T: So was your daughter happy about the marriage?
AM: No, she was also not happy at all.
For her part, Adjovi reveals how confused she was at the time because her mother was not in the camp when she was being forced to marry. She says she resisted at some point, but not for too long.
T: So what happened when the person married you?
S: I was not happy, so every night I fight with him, my mother had come here (meaning her mother had left the camp for Aflao), so during daybreak he reported me to the prophetess who heaped insults on me.
T: So in the evenings, what happens between the two of you?
S: Sometimes we fight or quarrel.
T: So what happens if he wants to sleep with you?
S: Sometimes I don’t agree and sometimes he forces me. So if the prophetess insults me and my mother encourages me, I feel that it’s God’s will so I leave it like that.
T: You love the guy, right?
T: Would you want to go back to the church?

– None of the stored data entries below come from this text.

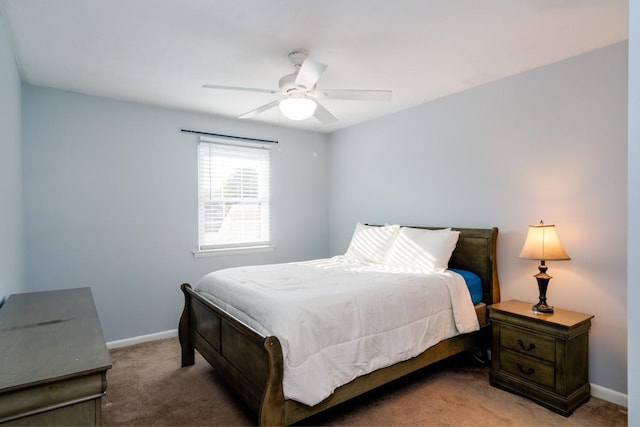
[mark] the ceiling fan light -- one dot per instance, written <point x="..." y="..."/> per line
<point x="298" y="108"/>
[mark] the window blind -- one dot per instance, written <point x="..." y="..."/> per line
<point x="233" y="195"/>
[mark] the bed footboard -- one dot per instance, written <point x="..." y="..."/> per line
<point x="248" y="362"/>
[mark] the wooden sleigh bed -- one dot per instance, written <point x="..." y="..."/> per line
<point x="252" y="364"/>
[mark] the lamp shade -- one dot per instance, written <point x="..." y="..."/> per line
<point x="296" y="108"/>
<point x="542" y="243"/>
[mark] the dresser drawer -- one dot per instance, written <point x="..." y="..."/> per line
<point x="528" y="368"/>
<point x="528" y="343"/>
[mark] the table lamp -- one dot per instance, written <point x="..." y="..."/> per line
<point x="542" y="243"/>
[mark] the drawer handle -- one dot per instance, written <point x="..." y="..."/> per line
<point x="529" y="371"/>
<point x="528" y="348"/>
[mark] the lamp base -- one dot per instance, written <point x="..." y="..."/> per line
<point x="542" y="308"/>
<point x="543" y="281"/>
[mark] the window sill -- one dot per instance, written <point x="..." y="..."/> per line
<point x="232" y="251"/>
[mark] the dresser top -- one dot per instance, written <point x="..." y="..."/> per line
<point x="48" y="336"/>
<point x="559" y="316"/>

T: What is your husband’s age?
S: I don’t know his age
T: So is it your mother who asked you to marry him?
S: No, it was the prophetess
T: What is the prophet’s name?
S: Her real name is sister Vero; in the church they call her Helen (Jesus Christ).
T: Did she get a prophecy or she just said you should marry?
S: She got a prophecy
T: Can you recall what happened?
S: The elders went to a meeting and they called me and told me
T: That what?
S: That the Lord says that now I should get married.
T: Did the Lord add who you should marry?
Auntie Mary is ever ready to send her daughter back to school. Adjovi is also willing to start from the scratch at school in spite of the fact that her peers are currently in Senior High School. Whenever ‘school’ is mentioned, she sits up and beams with smiles.
The father of her baby girl, according to Auntie Mary, calls her sometimes to ask about how his little girl is faring.